Alex McPherson, Ph.D.
Hauptman-Woodward Institute
Principal Research Scientist

EDUCATION
B.A., Physics, Duke University
Ph.D., Biological Sciences, Purdue University

Research Interests

Research is being carried out in a number of different areas, all focused on the elucidation of macromolecular structure or larger assemblies of biological macromolecules. The principal techniques that are utilized are X-ray diffraction analysis of single crystals, and atomic force microscopy (AFM). The specific approaches and areas of interest are:

• The application of AFM to determining the structures of complex animal viruses. The strategy is to gradually degrade large virus particles chemically and enzymatically in a controlled manner, and visualize the products of the reactions using AFM. This is the classical dissection approach that has been used on larger organisms for two hundred years. The principal difference is that with AFM, macromolecular components, and how they are associated with one another, becomes directly observable.

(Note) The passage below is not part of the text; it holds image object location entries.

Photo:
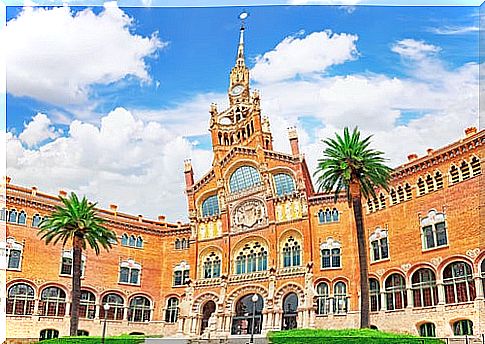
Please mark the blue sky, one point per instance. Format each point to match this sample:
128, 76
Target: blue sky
178, 60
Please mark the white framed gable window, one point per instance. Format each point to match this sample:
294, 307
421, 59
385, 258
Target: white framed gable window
379, 245
433, 230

Ultimately, the objective is to elucidate not only the intricate architectures of the viruses, but the mechanisms by which they self assemble, decapsidate, and replicate. Currently the viruses on which we are focusing are Moloney mouse leukemic virus (MuLV), HIV, Mason – Pfizer monkey virus (M-PMV), vaccinia virus, mimivirus, adenovirus and several tailed bacteriophages.
  
  
• A primary focus of our research is the complete modeling, protein capsid plus encapsidated RNA, of a small T = 1 icosahedral plant virus, satellite tobacco mosaic virus (STMV). Currently, the virus, in which about 50% of the RNA can be visualized in electron density maps, has been refined to 1.45 angstrom resolution using X-ray diffraction data from frozen crystals. Efforts are now underway to increase the amount of RNA that can be placed in the model, to determine the secondary structure of the RNA, and to compose a model for the entire particle. This would represent the first instance where a complete virion structure has been determined.
  
  
• We have a long-standing interest in the structures of intact monoclonal antibodies, particularly those directed against tumors of various sorts. To date, the structures of three of the reported four intact antibody molecules studied by X-ray diffraction have been produced in this laboratory, as well as anti – idiotypic antibody derived Fab fragments of several. The IgG molecules have had as their targets antigens produced by melanomas, coleo-rectal carcinomas, and non-Hodgkin’s lymphomas. Efforts are continuing to crystallize and study additional members of this class of immunoglobulins.
  
  
• Enzymes, and some proteins of non-catalytic function, have been studied in this laboratory over a long period of time with the purpose of delineating the relationship between molecular structure and biological function. The enzymes have included a series of polysaccharide hydrolases such as pancreatic alpha amylase, chitinase, and xylanase. Also analyzed have been fungal lipase and penicillium protease, peanut peroxidase, the plant storage protein canavalin, ribonuclease, citrate synthase, and human met hemoglobin.
  
  
• We have had a longstanding interest in the technologies, chemicals, and procedures involved in the crystallization of proteins, nucleic acids, and viruses. Experiments are ongoing to discover new reagents that might advance progress in this area. The objective is significant to medical research and molecular biology because crystallization serves as the gateway to the application of X-ray diffraction analysis to biological structure, and biological structure is essential to understanding biological function. In addition, enzyme crystallization could provide entirely new approaches to the engineering of protein molecules and the rational design of new drugs for therapeutic and diagnostic applications.